Our comparisons employ a small piece of a much larger and longer historical data set we have constructed (see Reinhart and Kenneth S. Rogoff, 2008.) The extended data set catalogues banking and financial crises around the entire world dating back to 1800 (in some cases earlier). In order to focus here on data most relevant to present U.S. situation, we do not consider the plethora of emerging market crises, nor industrialized country financial crises from the Great Depression or the 1800s. Nevertheless, even in the smaller sample considered in this paper, the refrain that "this time is different" syndrome has been repeated many times.
First come rationalizations. This time, many analysts argued, the huge run-up in
U.S. housing prices was not at all a bubble, but rather justified by financial innovation
(including to sub-prime mortgages), as well as by the steady inflow of capital from Asia
and petroleum exporters. The huge run-up in equity prices was similarly argued to be
sustainable thanks to a surge in U.S. productivity growth a fall in risk that accompanied
the "Great Moderation" in macroeconomic volatility.
As for the extraordinary string of outsized U.S. current account deficits, which at their peak accounted for more than twothirds
of all the world’s current account surpluses, many analysts argued that these, too,
could be justified by new elements of the global economy. Thanks to a combination of a
flexible economy and the innovation of the tech boom, the United States could be
expected to enjoy superior productivity growth for decades, while superior American
know-how meant higher returns on physical and financial investment than foreigners
could expect in the United States.
Next comes reality. Starting in the summer of 2007, the United States
experienced a striking contraction in wealth, increase in risk spreads, and deterioration in
credit market functioning. The 2007 United States sub-prime crisis, of course, has it
roots in falling U.S. housing prices, which have in turn led to higher default levels
particularly among less credit worthy borrowers. The impact of these defaults on the
financial sector has been greatly magnified due to the complex bundling of obligations
that was thought to spread risk efficiently. Unfortunately, that innovation also made the
resulting instruments extremely nontransparent and illiquid in the face of falling house
prices.
As a benchmark for the 2007 U.S. sub prime crisis, we draw on data from the
eighteen bank-centered financial crises from the post-War period, as identified by
Kaminsky and Reinhart (1999) and Gerard Caprio et. al. (2005):
These crisis episodes include:
The Five Big Five Crises: Spain (1977), Norway (1987), Finland (1991),
Sweden (1991) and Japan (1992), where the starting year is in parenthesis.

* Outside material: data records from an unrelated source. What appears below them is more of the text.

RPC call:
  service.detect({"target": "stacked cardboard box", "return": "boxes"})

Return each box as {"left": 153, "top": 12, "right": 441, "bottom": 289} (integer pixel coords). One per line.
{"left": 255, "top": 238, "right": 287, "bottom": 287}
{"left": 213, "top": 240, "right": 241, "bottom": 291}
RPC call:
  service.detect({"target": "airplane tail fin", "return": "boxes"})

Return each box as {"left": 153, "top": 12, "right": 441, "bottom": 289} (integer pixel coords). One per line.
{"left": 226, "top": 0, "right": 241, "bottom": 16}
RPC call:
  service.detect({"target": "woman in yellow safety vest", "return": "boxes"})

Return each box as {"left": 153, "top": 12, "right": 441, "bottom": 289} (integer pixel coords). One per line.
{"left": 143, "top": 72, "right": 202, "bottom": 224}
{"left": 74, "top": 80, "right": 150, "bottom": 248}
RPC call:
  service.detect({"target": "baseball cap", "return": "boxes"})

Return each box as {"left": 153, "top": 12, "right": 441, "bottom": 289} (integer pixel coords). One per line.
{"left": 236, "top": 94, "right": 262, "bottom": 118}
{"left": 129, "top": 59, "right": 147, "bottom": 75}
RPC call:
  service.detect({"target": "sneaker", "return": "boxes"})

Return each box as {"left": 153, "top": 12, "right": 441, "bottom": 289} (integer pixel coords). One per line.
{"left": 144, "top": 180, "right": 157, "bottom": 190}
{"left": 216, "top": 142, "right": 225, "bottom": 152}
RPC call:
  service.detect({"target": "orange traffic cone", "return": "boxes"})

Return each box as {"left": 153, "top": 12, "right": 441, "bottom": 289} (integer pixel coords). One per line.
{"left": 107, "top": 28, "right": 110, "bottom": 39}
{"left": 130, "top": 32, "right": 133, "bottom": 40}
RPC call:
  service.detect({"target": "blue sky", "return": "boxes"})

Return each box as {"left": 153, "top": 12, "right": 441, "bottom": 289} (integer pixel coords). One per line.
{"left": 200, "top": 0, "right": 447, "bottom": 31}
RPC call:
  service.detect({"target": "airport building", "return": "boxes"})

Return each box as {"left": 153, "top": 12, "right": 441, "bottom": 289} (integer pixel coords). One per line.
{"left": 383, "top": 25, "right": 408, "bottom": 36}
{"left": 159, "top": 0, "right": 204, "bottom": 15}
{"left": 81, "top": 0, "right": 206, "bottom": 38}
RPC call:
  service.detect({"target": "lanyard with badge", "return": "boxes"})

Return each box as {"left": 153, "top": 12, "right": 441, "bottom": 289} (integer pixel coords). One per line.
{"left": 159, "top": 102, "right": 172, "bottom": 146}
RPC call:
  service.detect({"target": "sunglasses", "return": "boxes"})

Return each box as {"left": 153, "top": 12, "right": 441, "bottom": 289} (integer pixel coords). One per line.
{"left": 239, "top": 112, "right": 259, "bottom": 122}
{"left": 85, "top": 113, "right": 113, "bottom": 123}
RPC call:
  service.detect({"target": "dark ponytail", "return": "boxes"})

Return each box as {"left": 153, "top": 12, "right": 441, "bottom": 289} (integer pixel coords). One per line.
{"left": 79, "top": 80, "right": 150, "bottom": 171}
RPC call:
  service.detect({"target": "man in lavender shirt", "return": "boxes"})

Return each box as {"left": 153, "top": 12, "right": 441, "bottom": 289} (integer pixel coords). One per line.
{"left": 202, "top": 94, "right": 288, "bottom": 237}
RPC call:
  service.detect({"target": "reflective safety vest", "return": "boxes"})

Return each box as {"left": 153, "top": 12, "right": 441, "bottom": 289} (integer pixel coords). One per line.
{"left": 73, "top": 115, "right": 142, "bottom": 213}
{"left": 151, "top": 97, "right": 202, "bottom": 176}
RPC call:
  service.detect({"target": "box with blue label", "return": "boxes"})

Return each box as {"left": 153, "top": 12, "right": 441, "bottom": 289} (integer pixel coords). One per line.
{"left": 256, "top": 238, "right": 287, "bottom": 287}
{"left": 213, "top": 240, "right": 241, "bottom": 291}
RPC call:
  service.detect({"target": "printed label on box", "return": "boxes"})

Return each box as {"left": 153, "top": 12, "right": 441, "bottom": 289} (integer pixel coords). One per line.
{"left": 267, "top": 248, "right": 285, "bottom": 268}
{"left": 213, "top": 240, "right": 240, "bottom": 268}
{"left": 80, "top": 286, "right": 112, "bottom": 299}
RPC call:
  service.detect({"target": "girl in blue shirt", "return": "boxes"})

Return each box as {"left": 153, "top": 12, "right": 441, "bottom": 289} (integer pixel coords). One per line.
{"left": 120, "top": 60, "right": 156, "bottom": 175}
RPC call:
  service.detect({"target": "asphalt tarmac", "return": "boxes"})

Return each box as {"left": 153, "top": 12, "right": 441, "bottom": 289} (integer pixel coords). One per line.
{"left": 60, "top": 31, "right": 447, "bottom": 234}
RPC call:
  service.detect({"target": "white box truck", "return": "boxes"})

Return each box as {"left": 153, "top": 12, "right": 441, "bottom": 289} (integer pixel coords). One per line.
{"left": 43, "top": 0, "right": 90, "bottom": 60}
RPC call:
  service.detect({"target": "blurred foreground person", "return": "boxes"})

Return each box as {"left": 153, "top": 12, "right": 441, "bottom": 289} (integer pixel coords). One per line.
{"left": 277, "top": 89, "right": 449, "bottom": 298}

Other Banking and Financial Crises: Australia (1989), Canada (1983),
Denmark (1987), France (1994), Germany (1977), Greece (1991), Iceland
(1985), and Italy (1990), and New Zealand (1987), United Kingdom
(1974, 1991, 1995), and United States (1984).
The "Big Five" crises are all protracted large scale financial crises that are
associated with major declines in economic performance for an extended period. Japan
(1992), of course, is the start of the "lost decade", although the others all left deep marks
as well.
The remaining rich country financial crises represent a broad range of lesser
events. The 1984 U.S. crisis, for example, is the savings and loan crisis. In terms of
fiscal costs (3.2 percent of GDP), it is just a notch below the "Big Five". Some of the
other 13 crisis are relatively minor affairs, such as the 1995 Barings (investment) bank
crisis in the United Kingdom or the 1994 Credit Lyonnaise bailout in France. Excluding
these smaller crises would certainly not weaken our results, as the imbalances in the runsup
were minor compared to the larger blowouts.